De temps en temps, j’émerge juste pour jeter un œil aux îles rutilantes des créations d’autrui, seules choses qui m’intéressent réellement. J’ai donc suivi avec avidité les premiers épisodes de l’adaptation en série télévisée de Game of Thrones , la saga fantasy de George R. R. Martin, auteur dont j’ignorais totalement l’existence. Le résultat m’a, pour le moment, bien plu. Et m’a agacée aussi, parce qu’entre mille et uns projets (dont la plupart, je le sais, resteront posés sur les fonds), j’avais eu l’espoir, il y a trois ans, d’écrire une trilogie de fantasy. J’en ai déjà tracé les grandes lignes, et quelques chapitres ont émergé. Or, miséricorde et putréfaction, ce zouave de Ricain a eu, bien avant moi, quelques unes des idées qui me traversaient la tête à l’époque : création d’un pays où l’hiver peut durer une vie (chez moi, il devait durer sept ans), mur de glace séparant le royaume des héros d’un monde inconnu plein de créatures terrifiantes (chez moi c’était un mur de montagnes, mais avec le même genre de porte), garde d’élite devant protéger ce mur, etc.
J’ai failli en briser ma pipe de capitaine Harrock’n Roll, puis j’ai réfléchi. Après tout, des idées qui passent d’une cervelle à l’autre, c’est constant dans l’histoire humaine. Sachant que Martin ne m’a pas tout piqué avant que j’y pense, je vais trouver autre chose et puis basta. Et j’écrirai un truc différent avant que quelqu’un d’autre y pense. (Ou bien je n’écrirai rien, on verra, on s’en fout en fait.) Le truc rassurant dans tout ça, c’est que finalement, sur cette planète, avec tant de cervelles au travail dans tous les domaines, aucune idée ne reste au fond du sac.

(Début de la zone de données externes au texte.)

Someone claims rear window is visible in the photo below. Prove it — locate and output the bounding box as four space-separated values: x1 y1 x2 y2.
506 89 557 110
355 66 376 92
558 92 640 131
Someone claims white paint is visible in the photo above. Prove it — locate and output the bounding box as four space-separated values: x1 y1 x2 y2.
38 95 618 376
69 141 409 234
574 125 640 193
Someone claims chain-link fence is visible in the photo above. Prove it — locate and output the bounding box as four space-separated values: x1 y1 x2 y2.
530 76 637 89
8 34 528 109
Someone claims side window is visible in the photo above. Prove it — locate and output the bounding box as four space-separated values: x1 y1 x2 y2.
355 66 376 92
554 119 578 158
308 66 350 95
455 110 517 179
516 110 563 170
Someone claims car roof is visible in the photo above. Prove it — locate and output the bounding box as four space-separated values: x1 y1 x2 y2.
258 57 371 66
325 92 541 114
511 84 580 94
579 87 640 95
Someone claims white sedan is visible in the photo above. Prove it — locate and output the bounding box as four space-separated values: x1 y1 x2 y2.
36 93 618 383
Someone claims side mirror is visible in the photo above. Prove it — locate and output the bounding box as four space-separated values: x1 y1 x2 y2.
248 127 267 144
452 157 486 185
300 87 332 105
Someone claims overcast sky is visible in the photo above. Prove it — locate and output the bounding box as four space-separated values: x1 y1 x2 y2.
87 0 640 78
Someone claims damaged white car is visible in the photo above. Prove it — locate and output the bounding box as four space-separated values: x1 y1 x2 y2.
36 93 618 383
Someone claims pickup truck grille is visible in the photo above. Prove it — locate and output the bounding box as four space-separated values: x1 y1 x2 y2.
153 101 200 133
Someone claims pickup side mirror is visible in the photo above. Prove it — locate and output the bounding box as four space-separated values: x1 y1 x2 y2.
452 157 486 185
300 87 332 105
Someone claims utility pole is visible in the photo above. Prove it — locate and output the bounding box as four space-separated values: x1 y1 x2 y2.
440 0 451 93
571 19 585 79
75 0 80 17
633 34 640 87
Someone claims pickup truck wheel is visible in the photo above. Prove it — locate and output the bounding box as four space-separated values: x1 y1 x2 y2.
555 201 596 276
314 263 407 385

Sauf à la télé. Depuis trente ans, je n’avais jamais vu une telle dévastation de ce côté. En dehors des fictions, je ne peux plus rien regarder hormis Arte et ses docs sur les pyramides égyptiennes ou la façon de préparer la bouffe chez les Pygmées. Parfois, il m’arrive de zapper sur « Cauchemar en cuisine » rien que pour jouir de voir Gordon Ramsay rétamer les bras cassés qui tentent de maintenir à flot leur lamentable usine à poisons pleine de cafards. C’est pas très fréquent, j’avoue : c’est juste quand j’ai éminemment besoin de voir des cons bien mûrs se faire torturer par un bel Écossais caractériel aux yeux bleus.

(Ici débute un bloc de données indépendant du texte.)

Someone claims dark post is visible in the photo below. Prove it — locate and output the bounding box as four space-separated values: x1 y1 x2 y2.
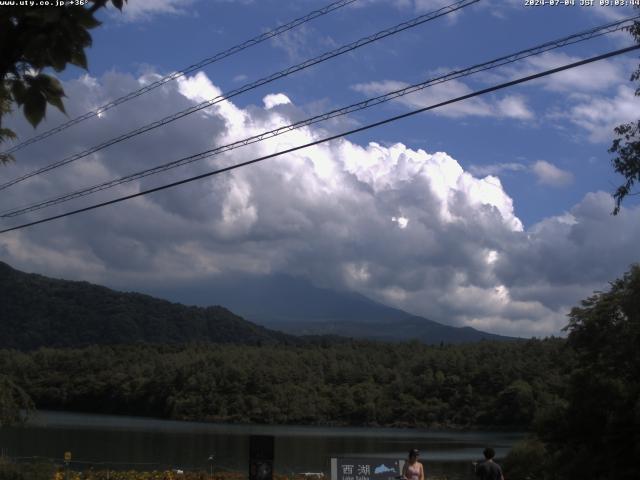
63 451 71 480
249 435 274 480
208 454 215 479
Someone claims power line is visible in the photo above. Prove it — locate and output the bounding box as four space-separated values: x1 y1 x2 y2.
1 44 637 235
0 0 359 156
0 0 479 192
1 16 635 219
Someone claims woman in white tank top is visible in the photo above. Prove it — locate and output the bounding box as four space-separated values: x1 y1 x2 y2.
402 449 424 480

Tout ça pour dire que cette plongée en eaux profondes me fait aussi moins écrire sur ce blog. Pas par flemme, mais parce qu’à force de nager en profondeur, j’oublie le temps qui passe en surface. Mille excuses, donc, pour cette irrégularité provisoire. Je ne sais pas du tout combien de jours ou de semaines ça va durer – mais c’est un peu parti pour durer, vu que je m’amuse comme une folle à faire la sirène dans mes châteaux de sable virtuels.
Dis donc, dans ta précipitation à plonger vers les abysses sains (décidément ton matou salem te manque) pour fuir la superficialité de la surface, as tu pensé à prendre une réserve de bouteilles et des bonnes? sinon, tu risques d’être de la revue côté oxygène, il ne restera plus qu’à te souhaiter une bonne apnée lumière .
J’aime bien ton principe « Ou bien je n’écrirai rien, on verra, on s’en fout en fait » . Je pense que là est la marque des vrais écrivains ou plus précisément des vrais conteurs. Les grands contes qui bercent l’humanité sont tous oraux, le créateur n’a pas le temps d’écrire, ses disciples le font pour lui.
Salut Nemo, passes de riches lieux sous les merdes à druckman et consorts, ton projet est cardinal, ne te laisses pas déboussoler et gardes ton cap’ad hoc!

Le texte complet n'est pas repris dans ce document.